Durante quase três meses, os atletas continuaram a treinar em casa e as reuniões foram acontecendo através das plataformas digitais, ferramentas que o nosso entrevistado considera terem sido essenciais. “As plataformas digitais foram muito importantes, pois permitiram manter o contacto e foram elos de ligação entre grupos, familiares e amigos. A partir de agora, acredito que serão ferramentas de recurso, essenciais no presente e no futuro”. 
“No início do confinamento, o Karaté Clube de Ponta Delgada aderiu logo às plataformas digitais proporcionando a todos os seus praticantes, de todos os escalões etários, a motivação necessária para a continuidade da prática da modalidade”, acrescentou.

Treinos Outdoor consensuais

Questionado, se foi fácil chegar a um consenso para a realização de treinos no Parque Século XXI, respondeu a seguinte forma. “Logo que tivemos a possibilidade de passarmos os treinos para o formato Outdoor consultamos todos os nossos praticantes e respectivos pais e tivemos um feedback de unanimidade”.
Como caldos de galinha nunca fizeram mal a ninguém, António Mota é cauteloso quanto ao futuro da modalidade, a partir de agora. “Na vertente competitiva acho, que esta vai sofrer grandes restrições no que toca a regras e aos apoios financeiros, o que vai diminuir consideravelmente o nível que já tínhamos alcançado. Por outro lado vejo uma boa oportunidade para um retorno a uma prática virada para o Karaté tradicional com forte foco nas questões de bem-estar físico e mental”.
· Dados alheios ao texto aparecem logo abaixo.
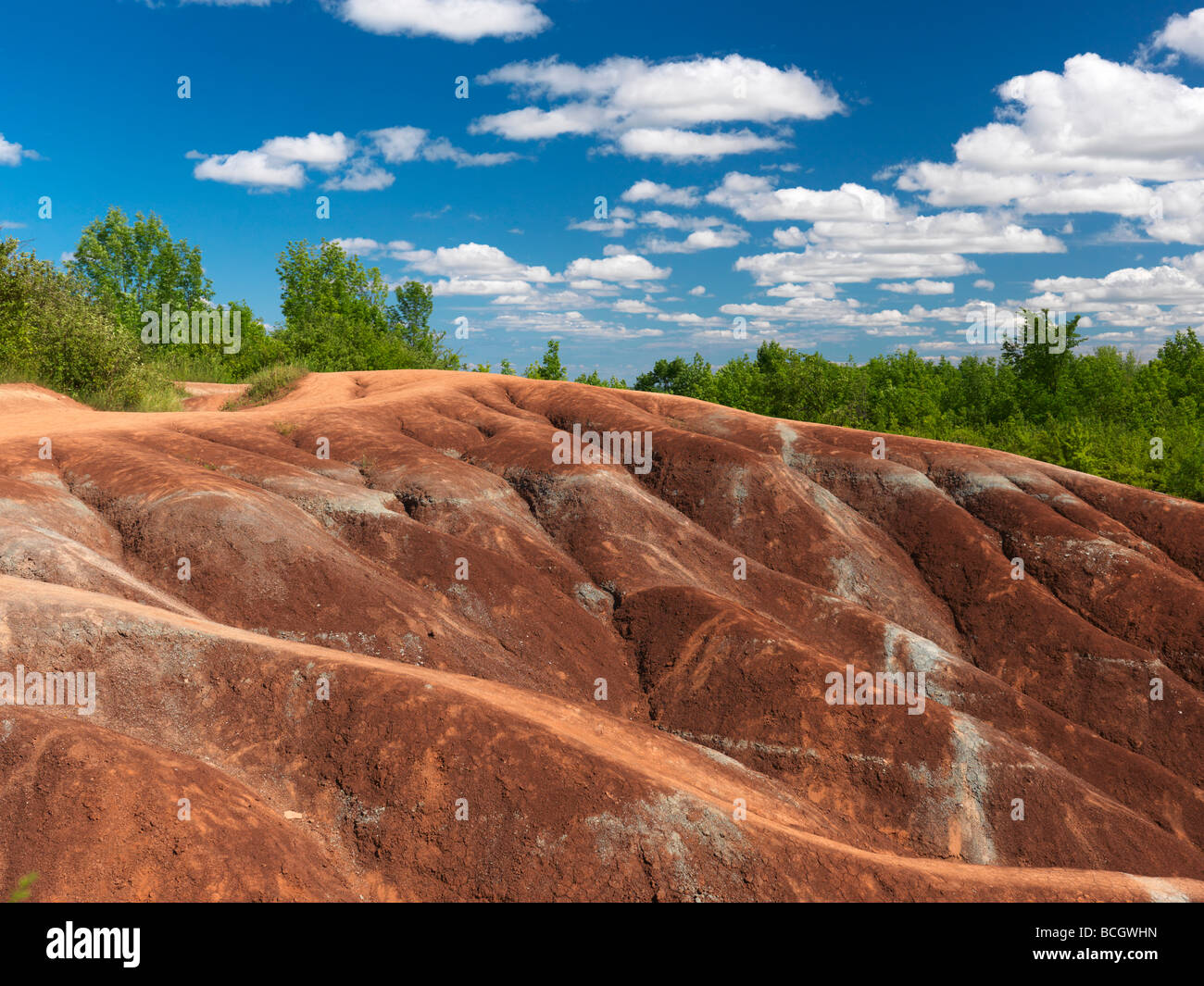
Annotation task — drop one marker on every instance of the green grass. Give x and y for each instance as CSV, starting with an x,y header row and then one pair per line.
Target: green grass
x,y
269,384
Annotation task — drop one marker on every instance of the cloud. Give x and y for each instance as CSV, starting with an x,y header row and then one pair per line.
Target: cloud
x,y
324,151
650,109
281,163
454,19
12,153
944,232
633,306
1097,137
621,268
252,168
398,144
474,261
922,287
754,197
699,240
1184,35
683,144
646,191
361,175
815,264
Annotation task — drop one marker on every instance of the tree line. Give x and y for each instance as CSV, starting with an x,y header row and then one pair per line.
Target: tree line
x,y
79,330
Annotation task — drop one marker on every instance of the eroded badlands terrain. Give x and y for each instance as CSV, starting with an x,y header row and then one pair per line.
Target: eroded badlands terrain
x,y
381,677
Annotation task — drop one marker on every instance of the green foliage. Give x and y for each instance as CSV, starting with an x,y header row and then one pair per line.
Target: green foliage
x,y
550,368
269,384
594,380
1096,413
53,335
337,317
24,889
137,268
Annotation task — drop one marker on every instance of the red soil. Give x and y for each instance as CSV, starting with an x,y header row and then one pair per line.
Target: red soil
x,y
344,571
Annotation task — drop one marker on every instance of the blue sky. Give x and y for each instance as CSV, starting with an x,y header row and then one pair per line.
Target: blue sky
x,y
850,179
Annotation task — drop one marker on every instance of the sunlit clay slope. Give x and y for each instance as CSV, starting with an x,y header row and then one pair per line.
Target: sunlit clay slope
x,y
381,641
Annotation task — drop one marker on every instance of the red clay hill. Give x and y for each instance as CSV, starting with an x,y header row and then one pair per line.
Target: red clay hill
x,y
371,642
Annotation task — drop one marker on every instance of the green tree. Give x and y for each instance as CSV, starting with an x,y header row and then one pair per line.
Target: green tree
x,y
550,368
137,268
410,319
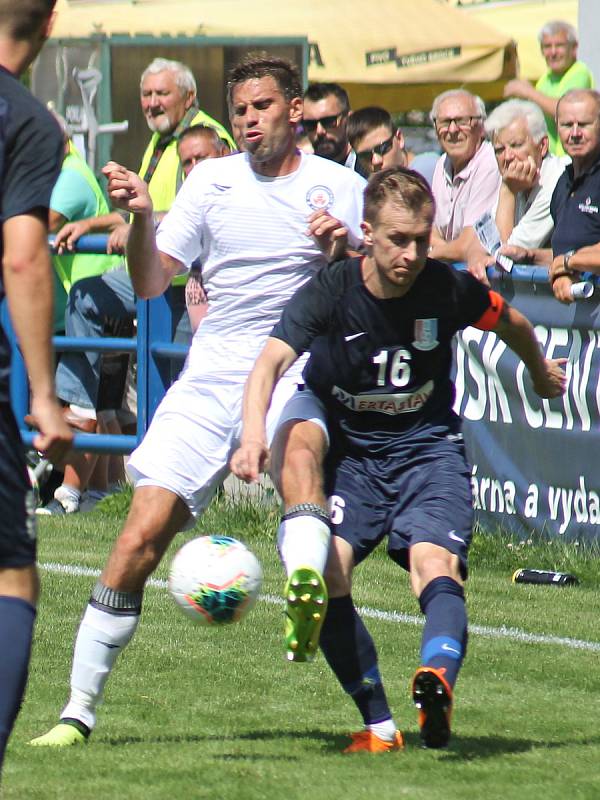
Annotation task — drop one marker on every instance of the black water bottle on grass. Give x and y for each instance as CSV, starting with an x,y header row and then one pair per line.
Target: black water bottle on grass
x,y
545,576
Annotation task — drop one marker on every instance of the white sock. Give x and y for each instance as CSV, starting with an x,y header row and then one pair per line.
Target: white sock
x,y
303,541
100,639
66,493
385,730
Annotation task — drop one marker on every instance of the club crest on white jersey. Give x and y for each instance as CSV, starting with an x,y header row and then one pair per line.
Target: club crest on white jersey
x,y
425,334
319,198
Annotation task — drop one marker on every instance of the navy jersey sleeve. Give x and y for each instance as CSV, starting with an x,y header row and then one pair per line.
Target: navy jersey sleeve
x,y
309,311
33,156
475,303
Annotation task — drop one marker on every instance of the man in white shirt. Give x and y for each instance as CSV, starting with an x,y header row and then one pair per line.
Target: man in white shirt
x,y
261,222
466,178
519,136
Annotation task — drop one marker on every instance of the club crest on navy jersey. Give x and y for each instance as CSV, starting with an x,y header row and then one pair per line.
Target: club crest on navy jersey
x,y
425,334
319,198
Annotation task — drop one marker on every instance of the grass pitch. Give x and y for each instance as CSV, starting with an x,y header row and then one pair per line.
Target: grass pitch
x,y
219,713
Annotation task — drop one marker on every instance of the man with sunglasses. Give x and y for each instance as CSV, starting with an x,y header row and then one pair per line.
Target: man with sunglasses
x,y
466,180
324,119
379,144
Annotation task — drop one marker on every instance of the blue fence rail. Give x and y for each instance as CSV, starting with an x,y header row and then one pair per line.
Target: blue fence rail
x,y
152,345
155,351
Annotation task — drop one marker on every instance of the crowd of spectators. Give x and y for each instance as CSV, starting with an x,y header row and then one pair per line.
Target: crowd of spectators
x,y
518,173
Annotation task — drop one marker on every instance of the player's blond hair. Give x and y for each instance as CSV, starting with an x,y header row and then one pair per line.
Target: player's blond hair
x,y
400,186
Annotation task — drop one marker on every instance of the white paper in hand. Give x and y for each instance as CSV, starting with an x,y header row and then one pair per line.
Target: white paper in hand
x,y
489,236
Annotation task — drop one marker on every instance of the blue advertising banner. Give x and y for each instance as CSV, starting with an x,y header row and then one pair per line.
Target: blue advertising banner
x,y
535,464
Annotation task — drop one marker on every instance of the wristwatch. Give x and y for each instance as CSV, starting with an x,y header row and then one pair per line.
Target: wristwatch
x,y
566,258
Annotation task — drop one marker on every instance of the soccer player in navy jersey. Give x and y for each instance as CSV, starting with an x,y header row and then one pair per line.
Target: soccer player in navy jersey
x,y
377,412
30,158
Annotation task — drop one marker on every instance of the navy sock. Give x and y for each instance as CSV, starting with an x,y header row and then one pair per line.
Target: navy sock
x,y
16,628
348,647
444,642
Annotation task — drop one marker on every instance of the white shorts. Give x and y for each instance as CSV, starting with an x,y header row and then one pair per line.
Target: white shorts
x,y
306,406
193,435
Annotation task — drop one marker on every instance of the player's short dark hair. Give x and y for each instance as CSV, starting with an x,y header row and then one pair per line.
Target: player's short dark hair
x,y
21,19
263,65
401,186
365,120
202,130
319,91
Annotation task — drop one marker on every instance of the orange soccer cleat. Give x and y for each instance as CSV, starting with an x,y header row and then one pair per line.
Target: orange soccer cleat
x,y
368,742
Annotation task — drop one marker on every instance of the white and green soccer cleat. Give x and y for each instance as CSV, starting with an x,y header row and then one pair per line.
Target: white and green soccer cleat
x,y
306,605
65,734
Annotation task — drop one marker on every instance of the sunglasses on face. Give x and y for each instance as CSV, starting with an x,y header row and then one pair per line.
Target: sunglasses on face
x,y
379,150
328,123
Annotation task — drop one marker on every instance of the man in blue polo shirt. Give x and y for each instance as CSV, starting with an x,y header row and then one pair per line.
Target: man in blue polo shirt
x,y
575,205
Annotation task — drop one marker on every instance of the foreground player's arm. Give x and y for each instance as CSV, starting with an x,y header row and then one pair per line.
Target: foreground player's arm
x,y
29,289
330,234
276,357
547,374
151,270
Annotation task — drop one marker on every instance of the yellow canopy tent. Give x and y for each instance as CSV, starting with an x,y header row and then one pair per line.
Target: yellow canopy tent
x,y
396,53
523,21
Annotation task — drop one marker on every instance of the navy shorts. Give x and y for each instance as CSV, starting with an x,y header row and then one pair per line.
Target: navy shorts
x,y
420,495
17,513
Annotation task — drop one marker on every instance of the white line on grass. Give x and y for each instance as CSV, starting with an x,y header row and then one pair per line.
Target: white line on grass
x,y
514,634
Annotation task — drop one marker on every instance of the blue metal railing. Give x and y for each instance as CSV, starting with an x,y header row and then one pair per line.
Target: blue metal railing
x,y
155,352
152,344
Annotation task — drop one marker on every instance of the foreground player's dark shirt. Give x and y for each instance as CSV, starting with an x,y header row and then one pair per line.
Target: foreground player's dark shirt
x,y
31,146
383,366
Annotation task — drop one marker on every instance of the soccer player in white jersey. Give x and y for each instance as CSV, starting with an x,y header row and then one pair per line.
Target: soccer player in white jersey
x,y
261,222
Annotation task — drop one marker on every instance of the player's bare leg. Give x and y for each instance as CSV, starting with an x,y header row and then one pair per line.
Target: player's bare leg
x,y
436,581
113,613
303,539
350,652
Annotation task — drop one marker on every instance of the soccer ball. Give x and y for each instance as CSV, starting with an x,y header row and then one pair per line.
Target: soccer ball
x,y
33,496
215,579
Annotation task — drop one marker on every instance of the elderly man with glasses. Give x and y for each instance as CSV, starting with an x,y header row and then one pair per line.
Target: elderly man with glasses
x,y
558,43
326,112
466,180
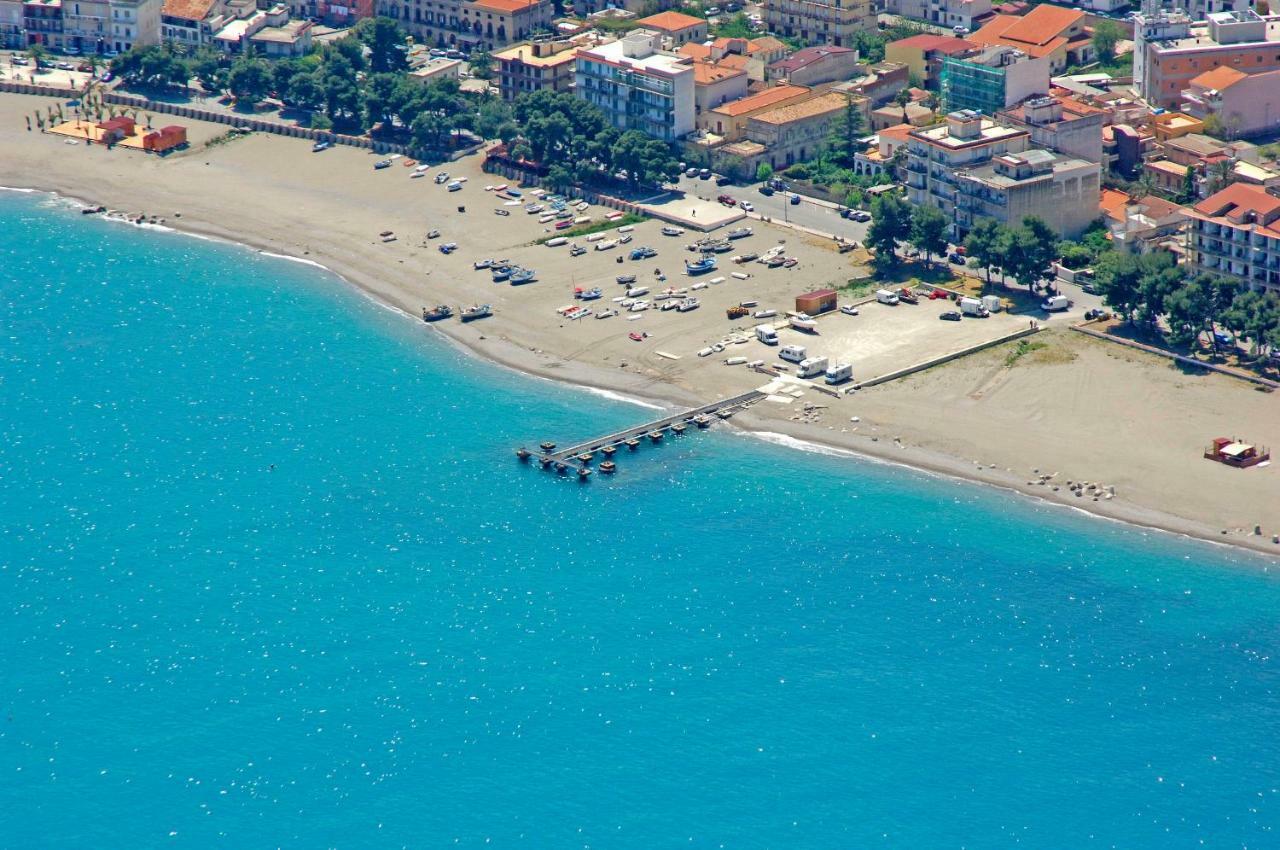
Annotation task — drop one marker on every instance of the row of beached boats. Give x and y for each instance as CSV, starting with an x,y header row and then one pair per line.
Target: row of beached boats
x,y
444,311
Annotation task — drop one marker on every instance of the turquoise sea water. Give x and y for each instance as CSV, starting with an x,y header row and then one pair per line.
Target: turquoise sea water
x,y
269,576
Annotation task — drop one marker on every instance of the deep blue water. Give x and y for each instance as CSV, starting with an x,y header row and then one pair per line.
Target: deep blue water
x,y
398,636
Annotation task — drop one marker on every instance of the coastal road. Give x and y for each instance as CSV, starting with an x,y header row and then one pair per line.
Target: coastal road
x,y
810,213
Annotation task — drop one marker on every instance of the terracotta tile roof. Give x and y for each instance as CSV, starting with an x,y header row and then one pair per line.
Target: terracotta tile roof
x,y
763,100
926,42
670,22
807,56
1043,23
187,9
1239,197
506,5
1220,78
810,108
708,72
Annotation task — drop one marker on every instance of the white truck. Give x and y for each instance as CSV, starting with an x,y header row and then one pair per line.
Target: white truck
x,y
812,368
840,373
792,353
973,307
767,334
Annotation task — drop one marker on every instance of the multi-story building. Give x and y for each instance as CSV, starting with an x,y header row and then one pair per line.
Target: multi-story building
x,y
1237,232
1046,32
923,55
935,154
1061,191
13,33
86,24
489,24
536,65
638,86
676,27
1170,50
1244,104
1060,123
991,80
42,22
832,22
135,23
814,65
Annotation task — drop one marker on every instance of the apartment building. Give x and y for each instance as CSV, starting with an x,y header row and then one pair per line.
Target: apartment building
x,y
135,23
1244,104
814,65
1170,50
1063,191
935,154
996,77
1237,232
1060,123
923,55
638,86
831,22
1046,32
535,67
489,24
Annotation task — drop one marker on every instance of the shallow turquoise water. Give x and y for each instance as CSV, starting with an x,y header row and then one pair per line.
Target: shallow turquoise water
x,y
398,636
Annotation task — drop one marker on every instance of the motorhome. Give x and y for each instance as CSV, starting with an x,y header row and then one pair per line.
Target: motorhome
x,y
768,336
812,368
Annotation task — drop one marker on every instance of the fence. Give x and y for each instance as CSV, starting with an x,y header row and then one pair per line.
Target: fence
x,y
214,117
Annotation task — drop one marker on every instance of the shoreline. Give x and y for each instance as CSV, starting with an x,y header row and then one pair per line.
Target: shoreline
x,y
656,394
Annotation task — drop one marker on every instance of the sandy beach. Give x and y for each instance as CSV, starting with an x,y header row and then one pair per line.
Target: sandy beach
x,y
1074,410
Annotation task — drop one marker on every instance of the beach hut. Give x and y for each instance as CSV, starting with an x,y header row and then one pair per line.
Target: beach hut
x,y
816,302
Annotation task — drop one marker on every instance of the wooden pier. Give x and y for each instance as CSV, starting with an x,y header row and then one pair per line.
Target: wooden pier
x,y
577,457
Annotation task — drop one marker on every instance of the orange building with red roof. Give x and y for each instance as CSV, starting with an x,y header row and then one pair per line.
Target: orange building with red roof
x,y
1047,31
1237,232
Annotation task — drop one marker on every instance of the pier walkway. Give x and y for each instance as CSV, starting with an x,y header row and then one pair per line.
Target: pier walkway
x,y
699,416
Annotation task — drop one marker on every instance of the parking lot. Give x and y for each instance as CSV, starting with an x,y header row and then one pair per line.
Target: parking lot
x,y
883,338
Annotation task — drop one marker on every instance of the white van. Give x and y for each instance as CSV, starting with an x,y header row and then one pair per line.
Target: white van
x,y
973,307
812,368
792,353
840,373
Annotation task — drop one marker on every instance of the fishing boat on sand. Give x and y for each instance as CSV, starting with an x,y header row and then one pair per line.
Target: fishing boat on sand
x,y
479,311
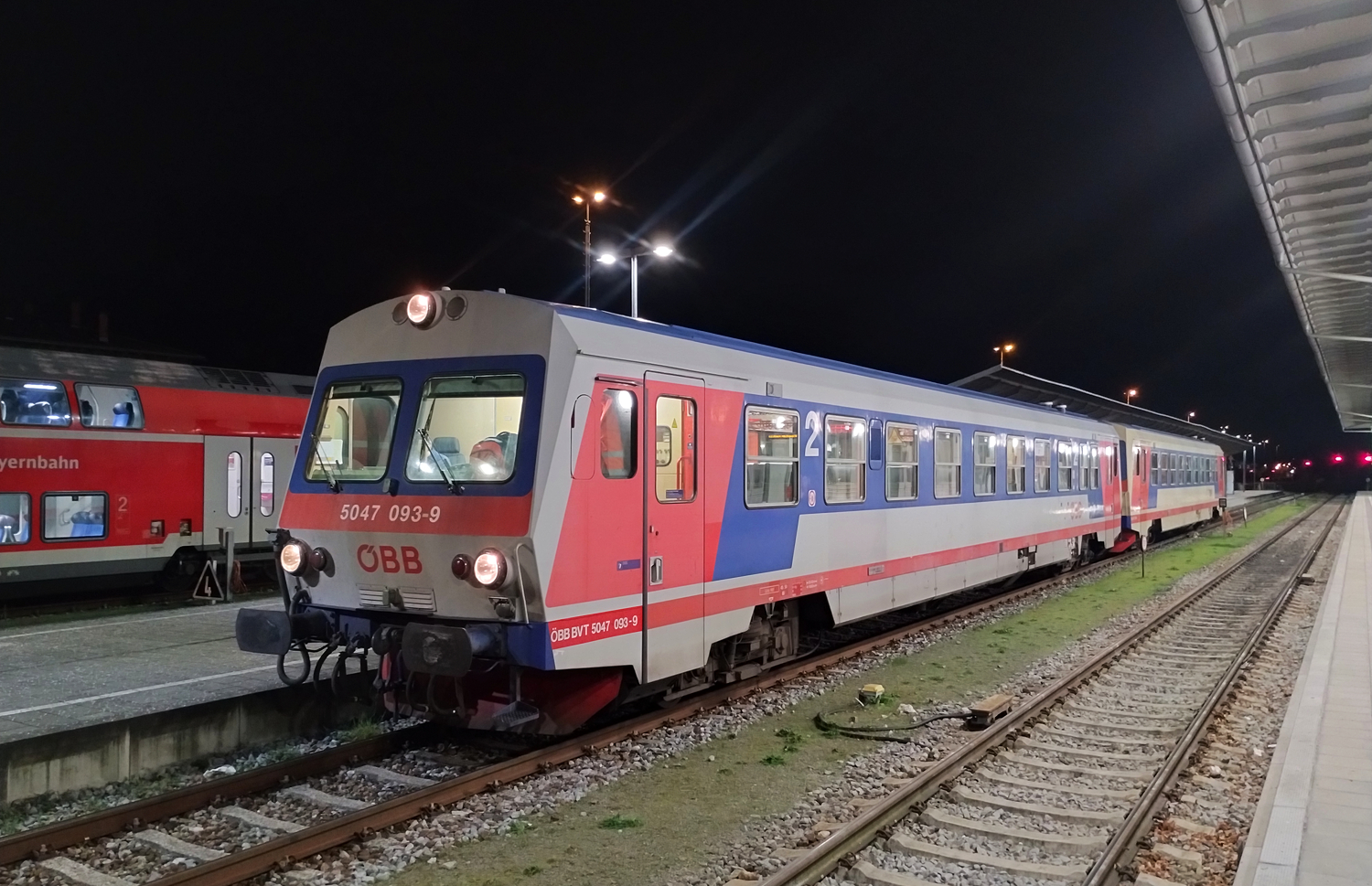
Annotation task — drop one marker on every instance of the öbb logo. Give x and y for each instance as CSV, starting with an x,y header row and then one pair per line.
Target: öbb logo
x,y
372,557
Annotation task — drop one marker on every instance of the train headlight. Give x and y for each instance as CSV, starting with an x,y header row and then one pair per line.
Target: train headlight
x,y
422,309
488,568
295,557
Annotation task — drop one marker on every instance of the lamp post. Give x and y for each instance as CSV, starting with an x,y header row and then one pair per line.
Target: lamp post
x,y
581,199
609,258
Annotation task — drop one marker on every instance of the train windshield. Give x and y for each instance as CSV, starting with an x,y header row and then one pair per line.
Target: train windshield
x,y
466,430
354,431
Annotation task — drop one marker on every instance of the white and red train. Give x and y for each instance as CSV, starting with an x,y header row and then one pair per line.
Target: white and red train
x,y
117,469
531,510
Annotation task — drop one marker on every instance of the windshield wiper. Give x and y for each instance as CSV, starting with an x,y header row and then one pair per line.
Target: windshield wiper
x,y
450,482
324,466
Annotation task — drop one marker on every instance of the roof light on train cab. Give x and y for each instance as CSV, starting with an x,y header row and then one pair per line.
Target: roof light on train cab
x,y
295,557
422,309
488,568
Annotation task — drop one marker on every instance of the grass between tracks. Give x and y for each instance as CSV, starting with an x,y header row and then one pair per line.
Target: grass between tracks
x,y
674,817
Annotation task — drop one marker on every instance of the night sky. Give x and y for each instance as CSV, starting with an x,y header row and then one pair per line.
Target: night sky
x,y
899,186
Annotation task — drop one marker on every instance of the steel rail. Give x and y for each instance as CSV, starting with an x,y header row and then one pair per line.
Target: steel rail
x,y
65,834
1124,844
62,834
863,830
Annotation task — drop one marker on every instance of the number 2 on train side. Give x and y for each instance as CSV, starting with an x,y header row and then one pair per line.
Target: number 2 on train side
x,y
812,425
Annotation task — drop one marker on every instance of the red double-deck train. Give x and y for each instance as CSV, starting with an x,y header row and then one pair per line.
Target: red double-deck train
x,y
115,471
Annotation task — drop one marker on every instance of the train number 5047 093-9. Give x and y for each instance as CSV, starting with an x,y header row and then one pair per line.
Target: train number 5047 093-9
x,y
397,513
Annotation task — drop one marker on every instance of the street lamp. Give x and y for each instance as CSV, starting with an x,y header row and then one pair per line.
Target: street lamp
x,y
609,258
581,199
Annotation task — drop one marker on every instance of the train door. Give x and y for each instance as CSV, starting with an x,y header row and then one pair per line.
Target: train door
x,y
674,527
271,464
228,501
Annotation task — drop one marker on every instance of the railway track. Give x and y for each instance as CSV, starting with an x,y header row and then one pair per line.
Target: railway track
x,y
1062,789
260,819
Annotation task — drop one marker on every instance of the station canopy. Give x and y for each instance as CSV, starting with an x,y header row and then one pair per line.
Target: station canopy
x,y
1294,81
1020,386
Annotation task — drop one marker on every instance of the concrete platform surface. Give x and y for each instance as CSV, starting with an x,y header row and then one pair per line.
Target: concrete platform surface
x,y
66,675
1313,825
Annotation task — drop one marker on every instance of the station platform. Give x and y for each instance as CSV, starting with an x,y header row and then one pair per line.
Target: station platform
x,y
1313,825
69,675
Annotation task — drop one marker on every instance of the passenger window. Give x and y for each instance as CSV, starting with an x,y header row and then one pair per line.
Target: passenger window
x,y
947,464
30,402
982,464
233,485
73,516
1015,465
1042,466
109,406
16,523
356,427
675,450
845,460
266,485
902,463
619,433
771,458
1067,455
Mais de meia centena de praticantes 
de todas as idades

O Karaté Clube de Ponta Delgada conta actualmente com cerca de 60 atletas federados, em todos os escalões etários, desde os cinco aos 75 anos de idade e de várias graduações. Tem um corpo técnico constituído por um responsável (António Mota) que é também professor e outros 4 treinadores.
Nem de propósito, António Mota começou a prática desta arte marcial nos anos 80 com o Sensei Manuel Fernandes e posteriormente com o Sensei Fernando Vicente. “Relembro esses tempos com muita nostalgia, onde o Karaté era uma novidade, os treinos eram muito físicos e duros, mas havia muita disponibilidade e vontade para aprender”.

“Cada época tem o seu encanto”

António Mota revela que costuma reencontrar alguns desses antigos praticantes e que de vez em quando juntam-se para recordar os bons velhos tempos. No entanto “há um tempo para tudo e cada época tem o seu encanto. Alguns dos instrutores pioneiros do Karaté nos Açores, e particularmente em São Miguel (Sensei António Terra e Fernando Vicente) continuam a praticar e a ensinar, e de vez em quando têm surgido a oportunidade de nos juntarmos”.
Na organização mundial (Japan Karaté Association), onde António Mota está filiado, na qual tem todos os seus exames reconhecidos, não é nada fácil chegar ao nível que está (5.º Dan). A graduação máxima é o 10.º Dan, actualmente detida pelo instrutor Chefe da JKA, Sensei Ueki.
A terminar, António Mota deixou uma palavra a todos aqueles que ainda não conhecem a modalidade. “Destaco a busca incessante de novos conhecimentos, o constante aperfeiçoamento técnico, físico e mental. No Karaté, tenho a possibilidade de poder passar e partilhar os conhecimentos e experiências para os meus alunos, que por outro lado, são as minhas principais prioridades”.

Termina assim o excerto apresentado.